Marlene grinned. “Sounds exciting.”
He looked at her. “Remember what I said about stupidity.”
She laughed. “I’ve been smart all my life. What’s it ever got me?”
Ric, looking down at her, felt a warning resonate through him, like an unmistakable taste drawn across his tongue. “You’ve got a lot to lose, Marlene,” he said. “A lot more than I do.”
“Shit. Motherfucker.” The cigarette had burned her fingers. She squashed it in the ashtray, too fast, spilling ashes on the couch. Ric watched her for a moment, then went back to his thinking.
People were dying all over California in a war over the neurohormone Genesios Three. There had to be a way to take advantage of it.
6
“You a cop, buck?” The style was different from the people Ric knew in Iberia. In Granada, Ric had worn a gaucho mode straight from Argentina, tight pants with silver dollars sewn down the seams, sashes wound around nipped-in waists, embroidered vests.
He didn’t know what was worn by the people who had broken up the Cadillacs. He’d never seen any of them.
Here the new style was something called Urban Surgery. The girl bore the first example Ric had ever seen close up.
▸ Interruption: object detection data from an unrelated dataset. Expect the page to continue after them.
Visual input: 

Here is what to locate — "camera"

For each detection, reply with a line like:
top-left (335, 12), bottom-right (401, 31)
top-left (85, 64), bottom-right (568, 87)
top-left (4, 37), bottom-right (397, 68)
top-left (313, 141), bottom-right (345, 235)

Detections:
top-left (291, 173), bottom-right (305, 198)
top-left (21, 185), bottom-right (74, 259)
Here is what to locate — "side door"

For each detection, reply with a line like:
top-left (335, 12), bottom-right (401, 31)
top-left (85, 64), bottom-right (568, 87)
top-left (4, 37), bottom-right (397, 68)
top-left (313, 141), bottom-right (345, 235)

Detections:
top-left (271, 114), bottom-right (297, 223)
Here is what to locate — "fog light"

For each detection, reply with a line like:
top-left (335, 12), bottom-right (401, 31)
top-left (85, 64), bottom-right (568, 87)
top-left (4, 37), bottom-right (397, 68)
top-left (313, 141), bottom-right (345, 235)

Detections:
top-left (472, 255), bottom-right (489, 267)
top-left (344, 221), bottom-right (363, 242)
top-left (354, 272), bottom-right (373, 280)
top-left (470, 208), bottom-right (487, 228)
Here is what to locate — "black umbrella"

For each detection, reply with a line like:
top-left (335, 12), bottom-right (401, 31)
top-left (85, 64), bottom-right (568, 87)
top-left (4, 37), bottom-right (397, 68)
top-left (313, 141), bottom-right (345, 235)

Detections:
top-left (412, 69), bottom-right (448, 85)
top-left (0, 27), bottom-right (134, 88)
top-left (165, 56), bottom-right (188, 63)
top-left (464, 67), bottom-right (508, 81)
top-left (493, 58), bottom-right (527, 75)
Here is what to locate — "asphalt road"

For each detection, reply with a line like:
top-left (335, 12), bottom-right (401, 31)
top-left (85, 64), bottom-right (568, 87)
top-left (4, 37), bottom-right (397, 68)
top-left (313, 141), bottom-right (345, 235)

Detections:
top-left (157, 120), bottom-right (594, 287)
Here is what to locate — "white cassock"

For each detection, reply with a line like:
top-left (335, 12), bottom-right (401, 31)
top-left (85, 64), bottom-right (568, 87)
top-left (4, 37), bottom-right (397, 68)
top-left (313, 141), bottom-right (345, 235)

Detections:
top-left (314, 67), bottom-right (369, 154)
The henna-red hair was in cornrows, braided with transparent plastic beads holding fast-mutating phosphorescent bacteria that constantly re-formed themselves in glowing patterns. The nose had been broadened and flattened to cover most of the cheeks, turning the nostrils into a pair of lateral slits, the base of the nose wider than the mouth. The teeth had been replaced by alloy transplants sharp as razors that clacked together in a precise, unpleasant way when she closed her mouth. The eyebrows were gone altogether and beneath them were dark plastic implants that covered the eye sockets. Ric couldn’t tell, and probably wasn’t supposed to know, whether there were eyes in there anymore, or sophisticated scanners tagged to the optic nerve.
The effect was to flatten the face, turn it into a canvas for the tattoo artist wh
o had covered every inch of exposed flesh. Complex mathematical statements ran over the forehead. Below the black plastic eye implants were urban skyscapes, silhouettes of buildings providing a false horizon across the flattened nose. The chin appeared to be a circuit diagram.
Ric looked into the dark eye sockets and tried not to flinch. “No,” he said. “I’m just passing through.”
One of her hands was on the table in front of him. It was tattooed as completely as the face, and the fingernails had been replaced by alloy razors, covered with transparent plastic safety caps.
“I saw you in here yesterday,” she said. “And again today. I was wondering if you want something.”
He shrugged. It occurred to him that, repellent as Urban Surgery was, it was fine camouflage. Who was going to be able to tell one of these people from another?
“You’re a little old for this place, buck,” the girl said. He figured her age as about fourteen. She was small-waisted and had narrow hips and large breasts. Ric did not find her attractive.
This was his second trip to Phoenix. The bar didn’t have a name, unless it was simply BAR, that being all that was said on the sign outside. It was below street level, in the storage cellar of an old building. Concrete walls were painted black. Dark plastic tables and chairs had been added, and bare fluorescent tubes decorated the walls. Speaker amps flanked the bar, playing cold electronic music devoid of noticeable rhythm or melody.
He looked at the girl and leaned closer to her. “I need your permission to drink here, or what?” he said.
“No,” she said. “Just to deal here.”
“I’m not dealing,” he said. “I’m just observing the passing urban scene, okay?” He was wearing a lightweight summer jacket of a cream color over a black T-shirt with Cyrillic lettering, black jeans, white sneakers. Nondescript street apparel.